If you are into the dark arts of C I suggest this macro:
#define PTR_SWAP(x, y) float* temp = x; x = y; y = temp;
So far this has worked for me.
Could you have a look at what I've faced: http://sdrv.ms/WgafvN
And another screenshot: http://sdrv.ms/UZIp6H
The text of my function is:
bool print_all_points(POINT** pointer)
{
if (pointer == NULL||is_array_empty(pointer))
{
cout << "The array of points is empty." << endl << endl;
return false;
}
else
{
int n = _msize(pointer)/sizeof(pointer[0]);
cout << "The list of points: " << endl<< endl;
cout << "id (x, y)" << endl;
cout << "----------" << endl;
for (int i = 0; i < n; i++)
{
cout << (*pointer[i]).id << " (" << (*pointer[i]).x << ", " << (*pointer[i]).y << ")" << endl;
}
}
return true;
}
This function is expected to print out all the points in an array. My problem is that it perfectly prints the array of 3 points rather than that of 4 points. At the 4th point it bites the dust.
I can't catch what the trouble is.
From the picture it is visible that:
1. All 4 elements of the array are present.

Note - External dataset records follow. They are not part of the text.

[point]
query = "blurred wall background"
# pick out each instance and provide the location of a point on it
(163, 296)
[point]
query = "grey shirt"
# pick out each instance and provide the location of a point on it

2. It is correctly determined that there 4 of them.
What is the problem?
Could you give me a kick here?
ADDED LATER.
The function which calls this:
POINT** new_point(POINT** pointer, int occup)
{
char x;
char y;
system("cls");
cout << "INPUT A NEW POINT" << endl << endl;
cout << "Input x: ";
cin >> x;
cout << "Input y: ";
cin >> y;
size_t m;
if (pointer != NULL)
{
m = _msize(pointer);
}
POINT * tmp_point = new POINT();
(*tmp_point).id = occup;
(*tmp_point).x = x-48;
(*tmp_point).y = y-48;
POINT** pn = new POINT * [occup];
int necessary_memory = occup * 4; // ???? 4 is the size of a pointer.
if (occup !=1)
{
memcpy(pn, pointer, necessary_memory);
}
POINT ** tmp = new POINT * [occup];
pn[occup - 1] = tmp_point;
memcpy(tmp, pn, occup * sizeof(POINT));
delete[] pn;
pn = tmp;
size_t n = _msize(pn);
cout << endl;
print_all_points(pn);
return pn;
}
several problems:
not copying enough data in 64-bit
int necessary_memory = occup * 4;
should be
int necessary_memory = occup * sizeof(POINT*);
copying too much data
memcpy(tmp, pn, occup * sizeof(POINT));
should be:
memcpy(tmp, pn, occup * sizeof(POINT*));
Someone else can chime in, but I am not sure _msize should be used on memory allocated by new. Is that right? http://msdn.microsoft.com/en-us/library/z2s077bc(v=vs.80).aspx
fucntion in the title should be function
You're welcome. You owe me a beer.
Oh yea, I found my shoes... where would you like it?